Let the vertices of our triangle be $(0,0)$, $(a,b)$, and $(c,d)$, where $a$, $b$, $c$, and $d$ are integers. If all edge lengths are the same, then $$a^2+b^2=c^2+d^2=(a-c)^2+(b-d)^2.$$ Minor manipulation turns this into $$a^2+b^2=c^2+d^2=2ac+2bd.$$
Now we use my favourite identity, which was known more than a millenium ago in India, and even earlier by Diophantus, and so has often been called the Fermat Identity: $$(a^2+b^2)(c^2+d^2)=(ac+bd)^2+(ad-bc)^2.\qquad\qquad(\ast)$$ This identity can be easily verified by expanding both sides, or more conceptually by noting that the norm of the product of two complex numbers is the product of the norms.
Let $N=a^2+b^2=c^2+d^2=**2(ac+bd)**$. Then $ac+bd=N/2$. The identity $(\ast)$ now gives $$N^2=\frac{N^2}{4}+(ad-bc)^2$$ or equivalently $$3N^2=4(ad-bc)^2.$$ This is impossible, since $3$ times the perfect square $N^2$ cannot be a square unless $N=0$, which gives a very tiny triangle.

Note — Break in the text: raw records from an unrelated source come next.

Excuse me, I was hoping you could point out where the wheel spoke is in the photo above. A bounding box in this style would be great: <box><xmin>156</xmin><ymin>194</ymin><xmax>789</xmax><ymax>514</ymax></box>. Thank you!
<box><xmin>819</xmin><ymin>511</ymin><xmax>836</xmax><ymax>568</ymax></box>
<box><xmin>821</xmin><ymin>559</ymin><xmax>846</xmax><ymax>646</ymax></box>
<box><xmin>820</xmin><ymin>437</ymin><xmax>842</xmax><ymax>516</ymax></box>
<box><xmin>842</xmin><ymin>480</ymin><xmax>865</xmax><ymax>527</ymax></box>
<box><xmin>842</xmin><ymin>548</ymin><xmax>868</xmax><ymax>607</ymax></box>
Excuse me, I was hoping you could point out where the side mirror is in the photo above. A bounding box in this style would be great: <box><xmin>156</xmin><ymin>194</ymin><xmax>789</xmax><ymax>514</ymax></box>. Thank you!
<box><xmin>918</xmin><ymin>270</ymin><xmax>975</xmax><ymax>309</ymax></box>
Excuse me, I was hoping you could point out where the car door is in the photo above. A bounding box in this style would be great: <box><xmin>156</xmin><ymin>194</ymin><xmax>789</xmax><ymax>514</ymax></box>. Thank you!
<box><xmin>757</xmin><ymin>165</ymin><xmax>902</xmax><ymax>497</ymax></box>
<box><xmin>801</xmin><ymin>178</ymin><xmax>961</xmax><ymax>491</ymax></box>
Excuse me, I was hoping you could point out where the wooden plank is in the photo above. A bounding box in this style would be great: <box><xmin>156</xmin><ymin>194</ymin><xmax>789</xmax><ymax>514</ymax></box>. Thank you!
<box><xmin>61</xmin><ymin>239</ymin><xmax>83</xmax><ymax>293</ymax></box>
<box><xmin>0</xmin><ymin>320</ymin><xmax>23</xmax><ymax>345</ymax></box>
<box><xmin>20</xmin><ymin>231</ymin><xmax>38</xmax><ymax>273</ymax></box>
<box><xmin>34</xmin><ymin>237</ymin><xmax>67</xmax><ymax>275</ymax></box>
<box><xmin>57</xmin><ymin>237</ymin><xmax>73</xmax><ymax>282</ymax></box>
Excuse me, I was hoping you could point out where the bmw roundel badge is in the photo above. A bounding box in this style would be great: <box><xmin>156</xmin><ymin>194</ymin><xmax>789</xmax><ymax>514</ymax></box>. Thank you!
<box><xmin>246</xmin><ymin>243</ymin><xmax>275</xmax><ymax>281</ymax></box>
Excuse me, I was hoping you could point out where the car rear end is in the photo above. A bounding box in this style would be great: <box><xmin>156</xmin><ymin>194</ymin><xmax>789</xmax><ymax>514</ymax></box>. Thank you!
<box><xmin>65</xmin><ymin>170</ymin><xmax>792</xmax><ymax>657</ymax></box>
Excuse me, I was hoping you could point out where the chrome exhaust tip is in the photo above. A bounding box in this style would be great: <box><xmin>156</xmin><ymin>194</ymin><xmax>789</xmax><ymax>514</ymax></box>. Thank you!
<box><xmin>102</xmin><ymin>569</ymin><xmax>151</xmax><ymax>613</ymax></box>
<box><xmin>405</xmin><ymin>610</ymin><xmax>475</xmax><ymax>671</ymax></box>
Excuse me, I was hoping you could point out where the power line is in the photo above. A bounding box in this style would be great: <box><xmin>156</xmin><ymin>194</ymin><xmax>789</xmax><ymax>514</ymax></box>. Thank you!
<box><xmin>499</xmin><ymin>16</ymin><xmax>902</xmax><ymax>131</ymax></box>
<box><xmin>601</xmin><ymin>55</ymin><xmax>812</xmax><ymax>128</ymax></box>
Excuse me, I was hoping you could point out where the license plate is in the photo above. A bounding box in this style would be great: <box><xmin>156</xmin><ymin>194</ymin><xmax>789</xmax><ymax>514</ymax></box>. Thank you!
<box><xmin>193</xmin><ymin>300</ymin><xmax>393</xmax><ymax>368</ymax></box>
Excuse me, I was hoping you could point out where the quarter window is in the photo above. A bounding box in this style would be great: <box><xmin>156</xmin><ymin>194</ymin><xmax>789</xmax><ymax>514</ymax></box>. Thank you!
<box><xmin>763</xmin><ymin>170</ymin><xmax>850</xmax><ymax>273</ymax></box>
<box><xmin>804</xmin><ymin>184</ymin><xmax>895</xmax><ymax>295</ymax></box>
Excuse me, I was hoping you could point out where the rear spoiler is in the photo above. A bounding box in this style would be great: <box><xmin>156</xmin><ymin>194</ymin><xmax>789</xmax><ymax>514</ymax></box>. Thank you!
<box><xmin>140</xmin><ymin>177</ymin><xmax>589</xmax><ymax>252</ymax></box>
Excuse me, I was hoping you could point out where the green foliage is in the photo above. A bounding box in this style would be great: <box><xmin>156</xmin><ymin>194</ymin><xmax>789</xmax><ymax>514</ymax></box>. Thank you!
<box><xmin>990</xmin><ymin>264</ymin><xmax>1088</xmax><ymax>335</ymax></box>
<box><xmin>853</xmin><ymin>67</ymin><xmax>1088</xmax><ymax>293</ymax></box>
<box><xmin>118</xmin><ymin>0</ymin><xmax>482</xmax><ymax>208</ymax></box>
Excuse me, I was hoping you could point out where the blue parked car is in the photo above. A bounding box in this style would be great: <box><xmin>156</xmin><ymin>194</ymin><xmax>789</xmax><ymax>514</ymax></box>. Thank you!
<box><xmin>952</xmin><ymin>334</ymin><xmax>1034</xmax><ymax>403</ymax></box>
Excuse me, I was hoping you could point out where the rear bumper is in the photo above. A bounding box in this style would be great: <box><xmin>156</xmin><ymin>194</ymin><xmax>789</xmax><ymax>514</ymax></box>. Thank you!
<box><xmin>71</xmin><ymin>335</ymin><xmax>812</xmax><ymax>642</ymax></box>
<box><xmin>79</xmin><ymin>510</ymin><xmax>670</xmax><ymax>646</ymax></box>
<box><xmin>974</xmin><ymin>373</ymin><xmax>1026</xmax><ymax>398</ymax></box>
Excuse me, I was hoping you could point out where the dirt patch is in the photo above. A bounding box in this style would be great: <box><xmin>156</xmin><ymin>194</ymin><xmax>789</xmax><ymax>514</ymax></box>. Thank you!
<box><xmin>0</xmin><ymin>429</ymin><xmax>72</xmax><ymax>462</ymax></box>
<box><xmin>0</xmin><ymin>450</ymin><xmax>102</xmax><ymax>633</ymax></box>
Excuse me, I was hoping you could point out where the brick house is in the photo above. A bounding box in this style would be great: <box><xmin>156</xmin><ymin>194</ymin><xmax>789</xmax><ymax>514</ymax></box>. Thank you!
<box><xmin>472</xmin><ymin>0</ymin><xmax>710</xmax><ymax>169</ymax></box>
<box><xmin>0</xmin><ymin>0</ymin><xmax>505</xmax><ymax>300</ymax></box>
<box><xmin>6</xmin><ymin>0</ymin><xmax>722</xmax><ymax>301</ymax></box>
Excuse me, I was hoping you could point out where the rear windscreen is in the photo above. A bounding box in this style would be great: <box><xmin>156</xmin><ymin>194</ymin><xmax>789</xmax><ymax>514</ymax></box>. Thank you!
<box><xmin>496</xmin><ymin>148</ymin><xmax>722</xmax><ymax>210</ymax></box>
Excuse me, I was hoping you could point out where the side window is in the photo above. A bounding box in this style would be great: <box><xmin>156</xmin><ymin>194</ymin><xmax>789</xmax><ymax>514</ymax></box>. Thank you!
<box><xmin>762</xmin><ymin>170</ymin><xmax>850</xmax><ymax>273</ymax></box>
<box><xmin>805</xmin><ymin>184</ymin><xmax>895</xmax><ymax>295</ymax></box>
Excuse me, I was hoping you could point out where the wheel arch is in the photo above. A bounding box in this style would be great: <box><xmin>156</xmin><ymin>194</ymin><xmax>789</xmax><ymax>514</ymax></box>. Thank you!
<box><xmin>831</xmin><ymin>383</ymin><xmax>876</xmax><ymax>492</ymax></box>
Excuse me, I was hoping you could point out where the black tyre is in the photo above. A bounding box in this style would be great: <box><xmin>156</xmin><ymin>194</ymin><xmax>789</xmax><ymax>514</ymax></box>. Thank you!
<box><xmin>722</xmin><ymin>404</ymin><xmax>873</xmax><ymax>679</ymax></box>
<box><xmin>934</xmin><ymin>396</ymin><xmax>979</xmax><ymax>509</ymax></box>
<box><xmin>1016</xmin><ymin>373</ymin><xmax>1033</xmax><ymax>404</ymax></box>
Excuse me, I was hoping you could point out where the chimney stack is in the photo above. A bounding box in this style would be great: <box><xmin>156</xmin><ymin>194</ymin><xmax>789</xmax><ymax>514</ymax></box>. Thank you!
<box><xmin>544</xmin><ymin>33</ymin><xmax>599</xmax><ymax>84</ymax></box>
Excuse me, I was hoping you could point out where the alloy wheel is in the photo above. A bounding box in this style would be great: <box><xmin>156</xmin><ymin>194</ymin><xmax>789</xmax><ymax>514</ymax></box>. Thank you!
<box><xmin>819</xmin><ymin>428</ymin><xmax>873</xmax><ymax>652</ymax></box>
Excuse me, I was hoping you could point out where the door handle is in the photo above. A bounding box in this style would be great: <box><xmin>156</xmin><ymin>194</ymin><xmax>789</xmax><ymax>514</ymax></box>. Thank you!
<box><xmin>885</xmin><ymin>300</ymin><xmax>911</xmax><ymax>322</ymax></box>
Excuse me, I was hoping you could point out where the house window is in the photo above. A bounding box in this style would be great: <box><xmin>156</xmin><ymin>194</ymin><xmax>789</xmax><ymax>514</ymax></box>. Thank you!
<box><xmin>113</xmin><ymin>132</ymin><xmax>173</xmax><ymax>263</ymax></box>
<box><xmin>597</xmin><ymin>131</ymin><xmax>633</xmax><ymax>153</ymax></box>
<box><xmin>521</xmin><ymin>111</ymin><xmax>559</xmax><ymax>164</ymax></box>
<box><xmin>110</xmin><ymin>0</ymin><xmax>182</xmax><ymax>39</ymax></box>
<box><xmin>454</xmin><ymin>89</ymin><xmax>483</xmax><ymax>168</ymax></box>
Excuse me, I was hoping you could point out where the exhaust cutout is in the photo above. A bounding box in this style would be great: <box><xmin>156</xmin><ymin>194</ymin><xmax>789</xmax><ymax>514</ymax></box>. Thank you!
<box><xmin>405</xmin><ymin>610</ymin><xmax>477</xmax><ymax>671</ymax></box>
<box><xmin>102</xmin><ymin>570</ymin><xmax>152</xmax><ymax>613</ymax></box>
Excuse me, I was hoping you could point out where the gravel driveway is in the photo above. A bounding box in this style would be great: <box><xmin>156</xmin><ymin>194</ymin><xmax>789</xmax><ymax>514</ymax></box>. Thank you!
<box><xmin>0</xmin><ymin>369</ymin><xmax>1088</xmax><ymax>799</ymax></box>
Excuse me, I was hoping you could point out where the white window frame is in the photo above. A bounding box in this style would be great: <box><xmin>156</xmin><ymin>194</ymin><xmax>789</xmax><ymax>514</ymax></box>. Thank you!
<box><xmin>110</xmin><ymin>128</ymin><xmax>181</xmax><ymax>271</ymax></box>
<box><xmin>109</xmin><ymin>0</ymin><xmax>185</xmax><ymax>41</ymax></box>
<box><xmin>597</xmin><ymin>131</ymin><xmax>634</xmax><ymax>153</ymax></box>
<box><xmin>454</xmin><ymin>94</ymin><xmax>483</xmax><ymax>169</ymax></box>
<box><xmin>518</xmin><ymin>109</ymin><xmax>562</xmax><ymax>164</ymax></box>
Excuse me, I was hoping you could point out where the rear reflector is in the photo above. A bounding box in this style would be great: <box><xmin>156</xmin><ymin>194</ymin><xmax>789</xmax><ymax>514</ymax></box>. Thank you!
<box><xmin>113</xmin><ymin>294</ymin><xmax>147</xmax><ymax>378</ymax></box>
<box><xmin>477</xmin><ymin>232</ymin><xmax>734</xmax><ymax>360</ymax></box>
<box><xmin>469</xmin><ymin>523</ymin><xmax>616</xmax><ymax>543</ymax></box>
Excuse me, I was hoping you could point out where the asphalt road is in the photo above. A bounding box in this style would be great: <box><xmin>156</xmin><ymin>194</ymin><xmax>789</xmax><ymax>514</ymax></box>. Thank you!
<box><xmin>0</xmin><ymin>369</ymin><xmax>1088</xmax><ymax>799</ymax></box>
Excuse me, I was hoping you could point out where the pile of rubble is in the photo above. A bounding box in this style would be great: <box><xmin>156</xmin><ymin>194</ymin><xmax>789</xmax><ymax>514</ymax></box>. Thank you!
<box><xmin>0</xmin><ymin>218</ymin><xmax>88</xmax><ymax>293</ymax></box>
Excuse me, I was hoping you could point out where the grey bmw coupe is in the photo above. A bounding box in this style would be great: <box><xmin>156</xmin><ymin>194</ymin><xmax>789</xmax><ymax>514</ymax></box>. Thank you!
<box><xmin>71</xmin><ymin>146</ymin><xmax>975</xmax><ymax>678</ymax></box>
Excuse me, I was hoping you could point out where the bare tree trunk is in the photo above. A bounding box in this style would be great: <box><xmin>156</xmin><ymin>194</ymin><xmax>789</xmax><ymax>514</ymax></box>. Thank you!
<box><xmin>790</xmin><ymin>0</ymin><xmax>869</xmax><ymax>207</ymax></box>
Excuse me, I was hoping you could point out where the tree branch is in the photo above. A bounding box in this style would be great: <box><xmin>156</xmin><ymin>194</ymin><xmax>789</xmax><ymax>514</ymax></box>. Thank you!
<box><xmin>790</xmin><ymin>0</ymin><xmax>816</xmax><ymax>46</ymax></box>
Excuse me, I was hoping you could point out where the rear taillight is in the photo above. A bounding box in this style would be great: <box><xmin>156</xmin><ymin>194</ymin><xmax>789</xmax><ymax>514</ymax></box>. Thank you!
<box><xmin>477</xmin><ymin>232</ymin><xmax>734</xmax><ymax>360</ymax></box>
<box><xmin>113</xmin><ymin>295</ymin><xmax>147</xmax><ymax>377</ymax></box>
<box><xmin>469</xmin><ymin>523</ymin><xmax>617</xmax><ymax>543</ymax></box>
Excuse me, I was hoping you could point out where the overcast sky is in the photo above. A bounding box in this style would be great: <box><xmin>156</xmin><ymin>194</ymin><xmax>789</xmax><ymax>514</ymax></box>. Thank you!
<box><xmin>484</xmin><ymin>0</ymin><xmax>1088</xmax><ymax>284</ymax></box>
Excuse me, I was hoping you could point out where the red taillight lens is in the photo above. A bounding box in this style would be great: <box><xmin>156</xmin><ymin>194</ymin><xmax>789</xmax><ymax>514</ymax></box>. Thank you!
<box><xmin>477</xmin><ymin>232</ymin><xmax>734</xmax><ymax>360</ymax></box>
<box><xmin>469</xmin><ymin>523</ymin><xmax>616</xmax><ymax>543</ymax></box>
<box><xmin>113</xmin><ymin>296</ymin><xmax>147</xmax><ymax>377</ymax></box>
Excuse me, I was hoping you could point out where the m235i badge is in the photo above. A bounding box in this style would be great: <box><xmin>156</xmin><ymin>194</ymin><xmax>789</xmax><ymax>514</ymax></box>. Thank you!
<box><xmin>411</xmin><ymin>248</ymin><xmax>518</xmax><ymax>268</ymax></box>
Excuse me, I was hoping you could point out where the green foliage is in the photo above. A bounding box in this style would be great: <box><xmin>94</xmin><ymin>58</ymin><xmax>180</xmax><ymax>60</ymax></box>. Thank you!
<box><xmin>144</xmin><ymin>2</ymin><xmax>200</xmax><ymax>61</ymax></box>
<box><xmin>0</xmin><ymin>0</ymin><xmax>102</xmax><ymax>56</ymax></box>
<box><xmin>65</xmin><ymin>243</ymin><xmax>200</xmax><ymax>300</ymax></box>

Solution 1 (by me): Assume WLOG that two of the points are $(0,0), (m,n), m,n \in \mathbb{Q}$. Then the third point is $(m/2 - n \sqrt{3} / 2, n/2 + m \sqrt{3}/2)$, which is not a rational point.
Solution 2 (by a friend): The determinant formula for area is rational, so if the all three points are rational points, then the area of the triangle is also rational, so whereas the area of an equilateral triangle with side length s is $\frac{s^2 \sqrt{3}}{4}$, which is irrational since $s^2$ is an integer.
Note that the above solutions both generalize from integer points to rational points.
You can also use Pick's theorem for integer points.
It is possible, but you need three dimensions in order to do it.
Consider $\bigtriangleup v_{1}v_{2}v_{3}$ with:
$v_{1}=(1,0,0)$
$v_{2}=(0,1,0)$
$v_{3}=(0,0,1)$
For $a,b\in{1,2,3}$, $a\neq b$, $d(v_{a},v_{b})=\sqrt{2}$, therefore the triangle is equilateral. It is not possible (as other answers indicate) to have an equilateral triangle with integer coordinates for the vertices in a two dimensional square lattice (a grid is just a 2d lattice).